Just to contradict the point I have just made – occasionally these lateral shifts of the camera can work, provided the parallax errors will not be evident, or can be fudged in postproduction.  That is, in the case of aiming straight down at the subject, you may be able to shift the camera left and right, up and down, without going oblique.  The convenience of this method, presuming it is suitable for the subject, depends largely on the movements possible with the kind of tripod and tripod head that are used.  I use a column support for the camera, with a boom that extends to the left of the column, and a base attached to the boom on which is mounted the tripod head and the camera.  With this, it's very easy to shift the camera left or right, quite precisely – I just crank the boom in or out. But no such easy movement is possible for going forward and back – I can only release the brake on the tripod base, slide the whole column forward or back along the floor, and put in the brake again.  This is very awkward and imprecise; if I manage to get it right in only ten attempts of humping, pushing, and looking, I am content with my luck.  Honestly, I try to avoid this method, which is truly easy only with subjects that can be covered with two or three lateral sets of exposures.   (The boom itself has limited extension.)

Due to these eventual difficulties, it may be easier and preferable to shift the subject left, right, up, and down, while keeping the camera stationary.  The trouble with this, however, other than the delicate task of moving the subject in a precise way, is that the illumination may not agree from one section to another, because – relatively speaking – the position of the light changes with respect to the subject; it does not change when you shift only the camera.  You can get away with it with fairly small subjects without too much depth; I have done so in a few cases – e.g., the "Untitled (Fagiolini)" and the "Untitled (Pistachio Plaster Relief".)  The big advantage of either of these methods is that depth of focus is much less of a problem than when the camera is aimed obliquely at the subject.  As such, far fewer exposures are needed to "cover" the depth of the subject.

[ii] To be fair, though, I should get out the light box, find the loupe, and look carefully at a few old slides to see if there was some aberration I simply never noticed.  But it’s hard to believe that I might’ve missed such a degree of color fringing in all these years.  For all I know about lens design, it may be that lenses for digital cameras are more inclined to this defect than lenses made for use with film, though this seems improbable.  More likely it is instead a matter of general lens quality, and/or a tendency with zoom lenses.)

[iii] I don’t know why Adobe – and a few tutorials I’ve seen – don’t warn the user of this, although the fact will be obvious to more experienced Photoshoppers, and evident – though perhaps just barely – to anyone who observes the before and after closely (at 100% or 200%) in Lightroom.

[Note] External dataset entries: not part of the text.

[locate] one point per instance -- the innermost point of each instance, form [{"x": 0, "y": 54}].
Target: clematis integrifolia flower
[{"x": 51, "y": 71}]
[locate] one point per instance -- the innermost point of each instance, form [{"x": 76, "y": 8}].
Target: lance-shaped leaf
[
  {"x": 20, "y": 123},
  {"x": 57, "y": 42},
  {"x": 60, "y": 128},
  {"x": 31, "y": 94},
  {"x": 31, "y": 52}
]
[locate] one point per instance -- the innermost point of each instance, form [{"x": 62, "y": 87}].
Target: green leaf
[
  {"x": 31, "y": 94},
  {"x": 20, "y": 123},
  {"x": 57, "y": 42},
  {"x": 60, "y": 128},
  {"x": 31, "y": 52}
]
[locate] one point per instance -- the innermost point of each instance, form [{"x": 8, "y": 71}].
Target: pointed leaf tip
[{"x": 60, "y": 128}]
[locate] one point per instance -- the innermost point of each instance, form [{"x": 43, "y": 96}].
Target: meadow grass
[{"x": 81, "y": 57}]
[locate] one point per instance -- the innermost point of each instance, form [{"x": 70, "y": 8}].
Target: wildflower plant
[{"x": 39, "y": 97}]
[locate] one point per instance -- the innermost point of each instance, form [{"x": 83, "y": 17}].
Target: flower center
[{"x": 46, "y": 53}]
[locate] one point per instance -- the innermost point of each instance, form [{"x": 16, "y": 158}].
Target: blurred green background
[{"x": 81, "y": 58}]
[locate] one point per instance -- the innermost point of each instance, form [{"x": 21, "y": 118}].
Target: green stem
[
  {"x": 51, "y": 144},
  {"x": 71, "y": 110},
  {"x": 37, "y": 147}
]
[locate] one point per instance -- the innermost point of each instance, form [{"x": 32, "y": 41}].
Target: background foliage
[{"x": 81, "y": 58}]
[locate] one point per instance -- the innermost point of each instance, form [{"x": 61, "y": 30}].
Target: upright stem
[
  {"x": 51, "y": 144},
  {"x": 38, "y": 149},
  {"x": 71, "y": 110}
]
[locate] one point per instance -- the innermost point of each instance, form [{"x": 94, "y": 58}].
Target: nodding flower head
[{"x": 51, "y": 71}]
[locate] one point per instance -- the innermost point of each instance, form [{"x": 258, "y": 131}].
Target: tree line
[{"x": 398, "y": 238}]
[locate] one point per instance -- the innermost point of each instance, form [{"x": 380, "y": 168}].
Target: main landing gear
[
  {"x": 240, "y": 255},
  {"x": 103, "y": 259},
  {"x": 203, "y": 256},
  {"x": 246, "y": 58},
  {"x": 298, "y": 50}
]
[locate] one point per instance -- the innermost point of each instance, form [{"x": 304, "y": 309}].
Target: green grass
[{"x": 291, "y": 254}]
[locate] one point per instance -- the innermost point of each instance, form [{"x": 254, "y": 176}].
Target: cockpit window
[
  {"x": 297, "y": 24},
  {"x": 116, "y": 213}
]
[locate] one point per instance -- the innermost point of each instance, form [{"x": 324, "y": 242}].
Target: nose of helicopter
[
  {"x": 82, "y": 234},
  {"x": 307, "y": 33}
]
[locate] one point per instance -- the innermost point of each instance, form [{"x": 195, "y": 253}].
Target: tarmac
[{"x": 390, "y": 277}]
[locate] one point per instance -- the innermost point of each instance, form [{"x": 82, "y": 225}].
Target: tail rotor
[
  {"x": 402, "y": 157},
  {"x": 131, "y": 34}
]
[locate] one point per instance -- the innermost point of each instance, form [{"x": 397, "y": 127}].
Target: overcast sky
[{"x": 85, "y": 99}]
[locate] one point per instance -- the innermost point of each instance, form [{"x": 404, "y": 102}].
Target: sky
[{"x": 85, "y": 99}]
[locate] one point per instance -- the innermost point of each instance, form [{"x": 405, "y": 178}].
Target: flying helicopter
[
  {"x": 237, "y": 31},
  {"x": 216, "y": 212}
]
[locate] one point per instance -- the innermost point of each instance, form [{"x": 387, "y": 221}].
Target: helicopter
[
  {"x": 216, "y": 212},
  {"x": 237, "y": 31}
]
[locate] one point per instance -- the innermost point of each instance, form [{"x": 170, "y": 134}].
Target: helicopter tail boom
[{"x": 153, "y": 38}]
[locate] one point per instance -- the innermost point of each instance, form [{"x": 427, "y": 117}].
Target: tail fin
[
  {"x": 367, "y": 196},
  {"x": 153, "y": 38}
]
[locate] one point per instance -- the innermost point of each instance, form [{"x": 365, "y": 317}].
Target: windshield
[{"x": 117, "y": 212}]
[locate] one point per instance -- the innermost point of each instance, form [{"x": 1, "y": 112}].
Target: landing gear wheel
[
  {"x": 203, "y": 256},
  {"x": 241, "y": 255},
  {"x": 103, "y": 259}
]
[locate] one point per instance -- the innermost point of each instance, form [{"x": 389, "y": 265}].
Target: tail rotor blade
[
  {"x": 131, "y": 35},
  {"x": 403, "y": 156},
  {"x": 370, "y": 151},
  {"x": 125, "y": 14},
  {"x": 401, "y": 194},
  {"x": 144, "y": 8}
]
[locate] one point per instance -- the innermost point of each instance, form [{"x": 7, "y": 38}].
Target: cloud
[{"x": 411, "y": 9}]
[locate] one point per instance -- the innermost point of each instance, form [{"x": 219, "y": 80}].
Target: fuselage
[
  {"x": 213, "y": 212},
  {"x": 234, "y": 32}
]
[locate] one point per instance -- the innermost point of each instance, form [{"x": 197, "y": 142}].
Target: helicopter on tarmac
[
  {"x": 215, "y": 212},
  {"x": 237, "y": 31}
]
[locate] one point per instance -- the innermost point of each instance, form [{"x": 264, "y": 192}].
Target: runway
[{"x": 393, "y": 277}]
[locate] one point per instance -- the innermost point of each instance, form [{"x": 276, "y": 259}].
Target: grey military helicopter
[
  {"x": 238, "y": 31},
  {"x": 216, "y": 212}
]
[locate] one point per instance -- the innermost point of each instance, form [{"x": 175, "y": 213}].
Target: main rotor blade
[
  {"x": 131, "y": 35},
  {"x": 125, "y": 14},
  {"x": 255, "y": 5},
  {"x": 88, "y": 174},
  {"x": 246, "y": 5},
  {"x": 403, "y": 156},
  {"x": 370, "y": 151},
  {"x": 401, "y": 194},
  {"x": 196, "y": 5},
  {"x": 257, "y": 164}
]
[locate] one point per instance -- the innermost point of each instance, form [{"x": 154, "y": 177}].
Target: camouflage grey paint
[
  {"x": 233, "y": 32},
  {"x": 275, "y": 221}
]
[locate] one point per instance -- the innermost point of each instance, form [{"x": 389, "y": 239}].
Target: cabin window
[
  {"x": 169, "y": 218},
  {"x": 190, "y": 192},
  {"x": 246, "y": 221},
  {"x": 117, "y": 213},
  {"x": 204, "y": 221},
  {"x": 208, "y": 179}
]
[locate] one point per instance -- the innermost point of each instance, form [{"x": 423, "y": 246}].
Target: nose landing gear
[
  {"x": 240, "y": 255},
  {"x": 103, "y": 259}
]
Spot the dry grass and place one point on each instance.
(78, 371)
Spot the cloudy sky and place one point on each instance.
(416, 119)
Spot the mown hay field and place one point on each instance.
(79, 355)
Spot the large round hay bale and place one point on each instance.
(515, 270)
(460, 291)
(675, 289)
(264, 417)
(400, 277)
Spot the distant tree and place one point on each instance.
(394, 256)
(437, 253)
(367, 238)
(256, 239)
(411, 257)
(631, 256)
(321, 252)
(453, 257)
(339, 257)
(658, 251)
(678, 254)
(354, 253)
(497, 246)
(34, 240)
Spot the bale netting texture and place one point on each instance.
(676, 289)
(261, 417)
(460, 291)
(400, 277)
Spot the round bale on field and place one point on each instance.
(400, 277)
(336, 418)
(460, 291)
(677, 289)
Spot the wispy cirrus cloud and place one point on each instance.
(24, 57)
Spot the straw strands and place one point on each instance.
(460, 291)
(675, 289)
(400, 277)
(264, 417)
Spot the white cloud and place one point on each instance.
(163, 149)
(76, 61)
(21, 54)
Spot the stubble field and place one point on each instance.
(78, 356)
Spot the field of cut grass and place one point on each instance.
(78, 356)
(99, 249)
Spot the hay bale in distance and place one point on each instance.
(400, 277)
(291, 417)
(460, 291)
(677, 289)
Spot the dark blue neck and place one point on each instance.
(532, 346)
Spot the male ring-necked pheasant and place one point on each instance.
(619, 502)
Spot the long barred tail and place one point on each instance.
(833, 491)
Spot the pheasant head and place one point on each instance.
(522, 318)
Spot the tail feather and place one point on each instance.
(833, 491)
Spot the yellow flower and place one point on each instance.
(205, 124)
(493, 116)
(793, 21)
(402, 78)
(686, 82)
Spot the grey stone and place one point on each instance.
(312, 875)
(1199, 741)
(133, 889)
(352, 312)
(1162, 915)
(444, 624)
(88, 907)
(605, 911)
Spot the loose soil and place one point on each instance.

[iv] Regarding these lenses, I was surprised to learn that the focusing ring does not stop at infinity – which I only discovered when I chanced to take a few landscape photos, and saw the image of a distant subject go into focus and then out again at the extremity.  I was further stupefied to learn from Canon that this is normal, that this is the way these lenses are made – something to do with the design of autofocus lenses, which must mechanically allow the over-focusing in order to function as autofocus.  I still don’t quite understand why this should be necessary, but sometimes you just have to take things on faith.  My surprise was due largely to my inexperience with such lenses, which perhaps have always been like this.  But it took away a major convenience of taking photographs at a distance – I could simply turn the lens all the way to the end and be quite sure of good focus.  (That’s pretty automatic, I think.)